Eggplant balls (Polpette di melanzane)

These meltingly soft vegetarian balls are inspired by the recipe from chef Giuseppe Giovanni Di Martino of the restaurant Cappero Rosso in Pizzo Calabro.

Ingredients for 4 persons

  • 2 eggplants
  • 1 egg
  • a handful of black olives (pitted)
  • 15 capers
  • 1 clove of garlic
  • some fresh parsley
  • 1 tablespoon cumin powder
  • 20 grams of grated pecorino
  • 50 grams of bread crumbs
  • a dozen pine nuts

The Recipe

  1. Preheat your oven at 200°C. Wash the eggplants, cut the ends. Bake for about 30 minutes, turning them halfway through cooking. Check that they are well cooked with a knife.
  2. Take them out of the oven, let them cool. Remove the skin and take out the flesh in a salad bowl.
  3. Place the chopped garlic, parsley, capers, olives into the bowl.
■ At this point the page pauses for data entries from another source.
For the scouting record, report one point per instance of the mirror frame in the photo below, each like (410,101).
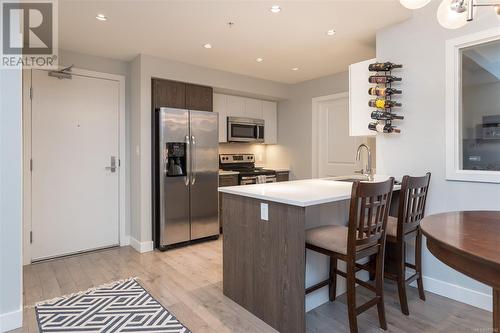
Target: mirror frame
(453,107)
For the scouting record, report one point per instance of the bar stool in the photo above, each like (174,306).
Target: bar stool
(363,237)
(406,226)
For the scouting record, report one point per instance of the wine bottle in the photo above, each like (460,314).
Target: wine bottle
(381,115)
(382,91)
(381,128)
(383,103)
(383,67)
(381,79)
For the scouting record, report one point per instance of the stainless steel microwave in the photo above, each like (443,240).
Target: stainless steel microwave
(245,129)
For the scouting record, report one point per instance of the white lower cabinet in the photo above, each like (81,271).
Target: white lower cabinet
(236,106)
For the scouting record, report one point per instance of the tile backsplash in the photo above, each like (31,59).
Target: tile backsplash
(259,150)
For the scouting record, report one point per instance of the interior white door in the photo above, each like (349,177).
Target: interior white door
(75,134)
(336,149)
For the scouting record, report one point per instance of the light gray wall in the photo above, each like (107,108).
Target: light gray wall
(144,68)
(295,123)
(419,44)
(110,66)
(10,199)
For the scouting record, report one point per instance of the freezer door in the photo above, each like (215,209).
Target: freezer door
(204,176)
(174,147)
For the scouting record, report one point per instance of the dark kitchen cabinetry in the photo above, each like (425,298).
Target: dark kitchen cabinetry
(199,97)
(180,95)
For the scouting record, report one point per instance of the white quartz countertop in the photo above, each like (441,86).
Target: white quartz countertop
(302,193)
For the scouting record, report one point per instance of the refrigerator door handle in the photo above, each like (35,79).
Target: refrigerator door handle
(188,160)
(165,160)
(193,162)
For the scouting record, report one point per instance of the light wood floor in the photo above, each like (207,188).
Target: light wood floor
(188,281)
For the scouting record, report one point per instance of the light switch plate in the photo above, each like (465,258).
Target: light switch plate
(264,212)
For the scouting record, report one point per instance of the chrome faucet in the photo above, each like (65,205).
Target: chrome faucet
(368,172)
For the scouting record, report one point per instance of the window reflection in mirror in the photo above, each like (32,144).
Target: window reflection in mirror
(480,107)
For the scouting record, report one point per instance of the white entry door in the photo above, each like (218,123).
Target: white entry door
(336,149)
(75,193)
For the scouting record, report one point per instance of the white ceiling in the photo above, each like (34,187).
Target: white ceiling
(177,30)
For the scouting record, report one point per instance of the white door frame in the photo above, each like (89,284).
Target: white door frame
(315,128)
(122,211)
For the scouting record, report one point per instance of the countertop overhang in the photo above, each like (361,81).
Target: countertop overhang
(302,193)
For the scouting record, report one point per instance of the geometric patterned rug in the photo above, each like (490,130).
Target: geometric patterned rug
(123,306)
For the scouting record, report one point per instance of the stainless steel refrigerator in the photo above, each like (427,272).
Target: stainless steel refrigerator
(186,176)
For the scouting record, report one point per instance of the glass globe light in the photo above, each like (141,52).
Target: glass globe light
(414,4)
(449,18)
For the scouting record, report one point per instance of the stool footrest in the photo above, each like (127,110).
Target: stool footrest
(367,305)
(317,286)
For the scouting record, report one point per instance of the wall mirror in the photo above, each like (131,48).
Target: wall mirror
(473,108)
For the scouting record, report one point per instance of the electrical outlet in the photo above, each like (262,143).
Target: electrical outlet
(264,212)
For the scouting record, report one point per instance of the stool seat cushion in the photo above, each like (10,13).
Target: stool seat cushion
(329,237)
(392,226)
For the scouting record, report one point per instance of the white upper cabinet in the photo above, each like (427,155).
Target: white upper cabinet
(253,108)
(270,116)
(220,106)
(235,106)
(359,111)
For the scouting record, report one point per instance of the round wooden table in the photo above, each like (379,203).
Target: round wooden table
(469,242)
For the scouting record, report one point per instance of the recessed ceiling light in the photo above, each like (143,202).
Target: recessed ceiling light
(101,17)
(275,9)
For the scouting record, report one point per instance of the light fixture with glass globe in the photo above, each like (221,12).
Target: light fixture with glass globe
(452,14)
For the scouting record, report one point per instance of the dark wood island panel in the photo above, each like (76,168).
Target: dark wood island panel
(263,261)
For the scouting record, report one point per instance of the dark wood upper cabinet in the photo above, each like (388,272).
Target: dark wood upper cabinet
(173,94)
(199,97)
(168,93)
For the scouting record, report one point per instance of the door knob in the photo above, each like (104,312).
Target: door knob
(113,165)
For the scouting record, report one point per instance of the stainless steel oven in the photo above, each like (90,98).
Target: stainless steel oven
(245,129)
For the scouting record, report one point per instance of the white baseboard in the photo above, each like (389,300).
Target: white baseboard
(141,247)
(459,293)
(124,240)
(11,320)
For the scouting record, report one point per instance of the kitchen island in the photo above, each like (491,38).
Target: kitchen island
(264,257)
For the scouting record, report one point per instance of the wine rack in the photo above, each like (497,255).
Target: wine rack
(383,97)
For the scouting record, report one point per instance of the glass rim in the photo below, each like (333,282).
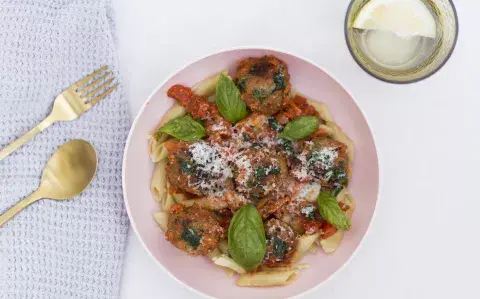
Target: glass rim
(433,72)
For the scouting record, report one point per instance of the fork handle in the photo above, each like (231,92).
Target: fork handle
(49,120)
(19,206)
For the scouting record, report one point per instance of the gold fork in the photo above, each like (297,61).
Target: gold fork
(70,104)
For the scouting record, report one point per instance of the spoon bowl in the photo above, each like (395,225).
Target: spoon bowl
(68,172)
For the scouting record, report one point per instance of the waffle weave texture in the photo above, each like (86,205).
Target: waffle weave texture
(74,248)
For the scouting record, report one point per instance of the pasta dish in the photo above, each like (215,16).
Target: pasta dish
(251,174)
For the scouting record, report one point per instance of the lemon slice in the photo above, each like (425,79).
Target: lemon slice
(405,18)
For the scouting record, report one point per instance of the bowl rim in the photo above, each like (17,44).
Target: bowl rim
(230,49)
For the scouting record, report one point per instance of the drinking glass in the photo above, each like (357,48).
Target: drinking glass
(427,57)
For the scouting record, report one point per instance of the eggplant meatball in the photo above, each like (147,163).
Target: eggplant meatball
(198,168)
(193,229)
(260,171)
(264,83)
(280,243)
(324,160)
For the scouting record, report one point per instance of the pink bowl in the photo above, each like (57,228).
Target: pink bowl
(197,272)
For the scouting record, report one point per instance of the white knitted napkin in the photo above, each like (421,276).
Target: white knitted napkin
(74,248)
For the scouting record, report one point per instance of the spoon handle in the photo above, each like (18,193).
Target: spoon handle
(25,138)
(18,207)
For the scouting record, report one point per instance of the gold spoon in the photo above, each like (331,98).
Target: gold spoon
(68,172)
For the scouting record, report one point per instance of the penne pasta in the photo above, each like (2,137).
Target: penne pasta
(162,219)
(313,249)
(339,135)
(158,186)
(157,150)
(212,168)
(212,204)
(304,243)
(330,244)
(179,197)
(227,262)
(268,278)
(168,202)
(206,88)
(332,128)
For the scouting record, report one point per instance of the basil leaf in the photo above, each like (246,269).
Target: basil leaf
(300,128)
(190,237)
(228,100)
(331,211)
(246,237)
(184,128)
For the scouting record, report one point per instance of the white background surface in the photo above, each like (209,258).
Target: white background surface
(423,242)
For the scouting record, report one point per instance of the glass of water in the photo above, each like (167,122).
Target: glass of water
(395,57)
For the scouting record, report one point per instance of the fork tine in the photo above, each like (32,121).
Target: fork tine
(89,77)
(88,89)
(101,97)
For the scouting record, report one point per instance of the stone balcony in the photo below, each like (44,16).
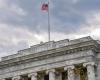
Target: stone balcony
(46,46)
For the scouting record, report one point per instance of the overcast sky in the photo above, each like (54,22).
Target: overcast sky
(22,23)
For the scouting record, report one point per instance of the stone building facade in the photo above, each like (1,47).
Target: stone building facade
(77,59)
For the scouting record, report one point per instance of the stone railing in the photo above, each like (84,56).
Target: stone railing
(46,46)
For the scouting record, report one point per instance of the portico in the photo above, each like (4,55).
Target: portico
(63,60)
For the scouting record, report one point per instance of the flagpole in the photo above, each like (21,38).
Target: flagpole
(49,21)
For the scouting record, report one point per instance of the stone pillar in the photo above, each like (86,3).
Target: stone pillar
(70,71)
(51,73)
(16,78)
(90,70)
(33,76)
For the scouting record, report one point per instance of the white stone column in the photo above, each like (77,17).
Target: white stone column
(33,76)
(90,70)
(51,73)
(16,78)
(70,71)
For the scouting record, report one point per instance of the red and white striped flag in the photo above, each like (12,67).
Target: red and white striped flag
(45,7)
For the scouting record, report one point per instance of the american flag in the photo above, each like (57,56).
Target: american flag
(45,7)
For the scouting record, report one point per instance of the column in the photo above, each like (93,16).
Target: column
(16,78)
(70,71)
(90,70)
(33,76)
(51,73)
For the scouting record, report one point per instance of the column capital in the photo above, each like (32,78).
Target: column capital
(50,70)
(69,67)
(16,78)
(32,74)
(89,63)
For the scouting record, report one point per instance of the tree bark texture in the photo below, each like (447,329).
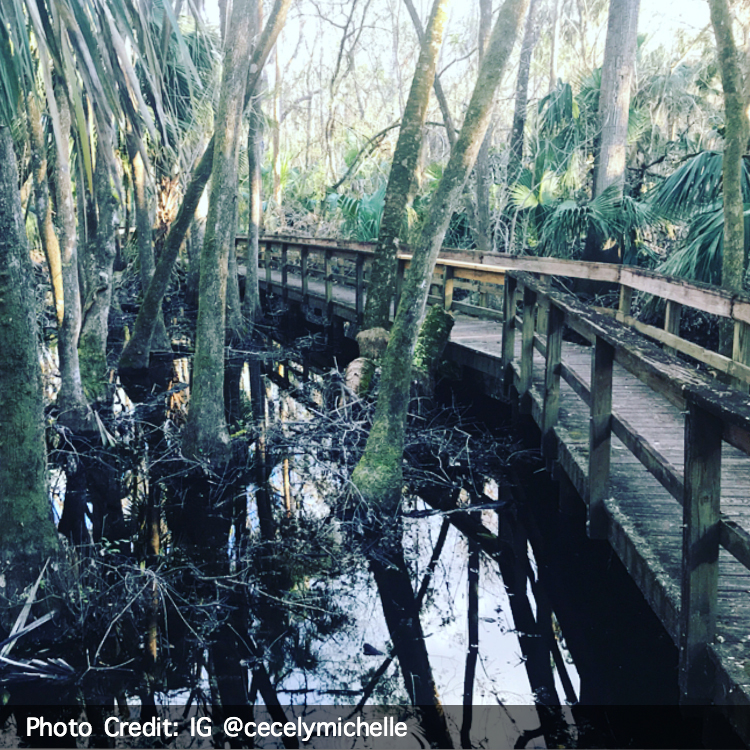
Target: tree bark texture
(74,411)
(27,533)
(450,128)
(736,134)
(482,169)
(403,173)
(618,73)
(206,436)
(98,266)
(515,158)
(43,205)
(251,301)
(135,355)
(378,475)
(144,236)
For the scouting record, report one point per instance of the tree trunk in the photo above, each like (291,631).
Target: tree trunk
(98,267)
(618,73)
(735,144)
(43,206)
(206,436)
(74,411)
(403,173)
(144,237)
(515,157)
(450,128)
(482,169)
(135,355)
(27,533)
(251,302)
(378,476)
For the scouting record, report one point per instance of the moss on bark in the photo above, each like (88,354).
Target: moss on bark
(27,533)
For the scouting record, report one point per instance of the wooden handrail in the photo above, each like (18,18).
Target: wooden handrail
(715,413)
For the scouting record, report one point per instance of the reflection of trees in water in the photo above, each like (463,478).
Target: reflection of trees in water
(287,611)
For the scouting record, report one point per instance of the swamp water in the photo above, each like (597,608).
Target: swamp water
(312,641)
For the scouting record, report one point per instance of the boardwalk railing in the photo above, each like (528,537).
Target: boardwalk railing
(714,414)
(333,276)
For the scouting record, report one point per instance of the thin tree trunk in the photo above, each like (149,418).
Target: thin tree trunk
(402,176)
(735,144)
(618,74)
(144,236)
(43,206)
(135,355)
(554,43)
(450,128)
(98,268)
(482,168)
(378,475)
(71,401)
(27,533)
(515,157)
(251,302)
(206,437)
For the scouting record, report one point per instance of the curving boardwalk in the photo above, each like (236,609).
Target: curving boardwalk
(655,445)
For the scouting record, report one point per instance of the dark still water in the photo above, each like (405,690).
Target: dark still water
(240,629)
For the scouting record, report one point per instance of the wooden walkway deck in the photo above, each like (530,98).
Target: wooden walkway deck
(657,449)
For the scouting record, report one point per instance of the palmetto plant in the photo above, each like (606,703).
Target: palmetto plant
(693,194)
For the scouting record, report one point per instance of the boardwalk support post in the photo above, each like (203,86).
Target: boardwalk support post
(509,332)
(555,324)
(600,437)
(527,350)
(700,552)
(303,257)
(672,318)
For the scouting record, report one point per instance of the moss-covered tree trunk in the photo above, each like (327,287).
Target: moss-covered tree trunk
(27,533)
(515,158)
(735,144)
(482,168)
(206,436)
(74,411)
(251,302)
(378,475)
(98,264)
(144,236)
(43,205)
(618,76)
(135,355)
(403,173)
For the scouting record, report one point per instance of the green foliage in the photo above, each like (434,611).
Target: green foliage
(361,215)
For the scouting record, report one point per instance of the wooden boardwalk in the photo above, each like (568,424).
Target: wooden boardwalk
(657,448)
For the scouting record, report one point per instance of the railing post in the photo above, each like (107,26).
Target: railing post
(509,332)
(360,288)
(600,436)
(527,350)
(284,271)
(555,324)
(328,269)
(626,299)
(303,257)
(672,317)
(700,552)
(448,287)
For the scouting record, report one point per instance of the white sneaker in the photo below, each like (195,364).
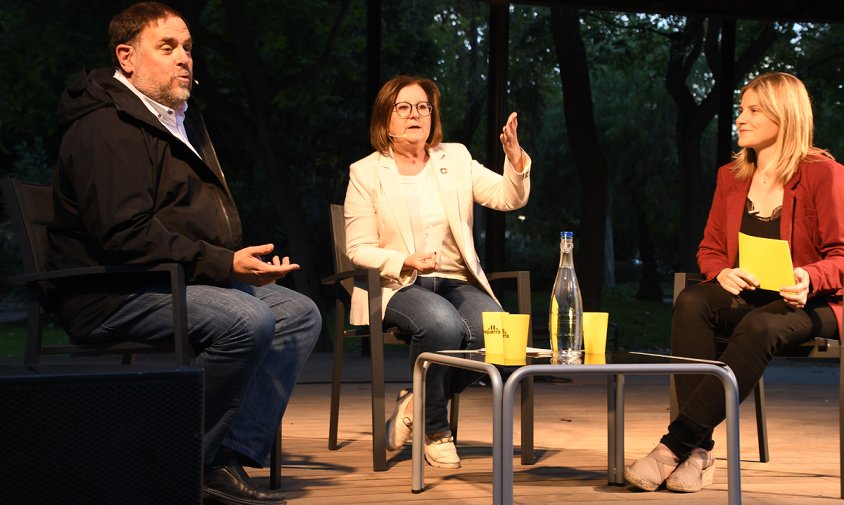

Add the pecorino, cumin and coarsely cut pine nuts, as well as a large pinch of salt and pepper. Mix everything with a fork.
  4. In a bowl, beat the egg with a pinch of salt. Form small balls with the eggplant. Dip them in the egg and then in the bread crumbs.
  5. In a pan, heat some olive oil and fry them for a few minutes on each side until they are golden brown. You can enjoy them with some arugula salad, or a homemade tomato sauce!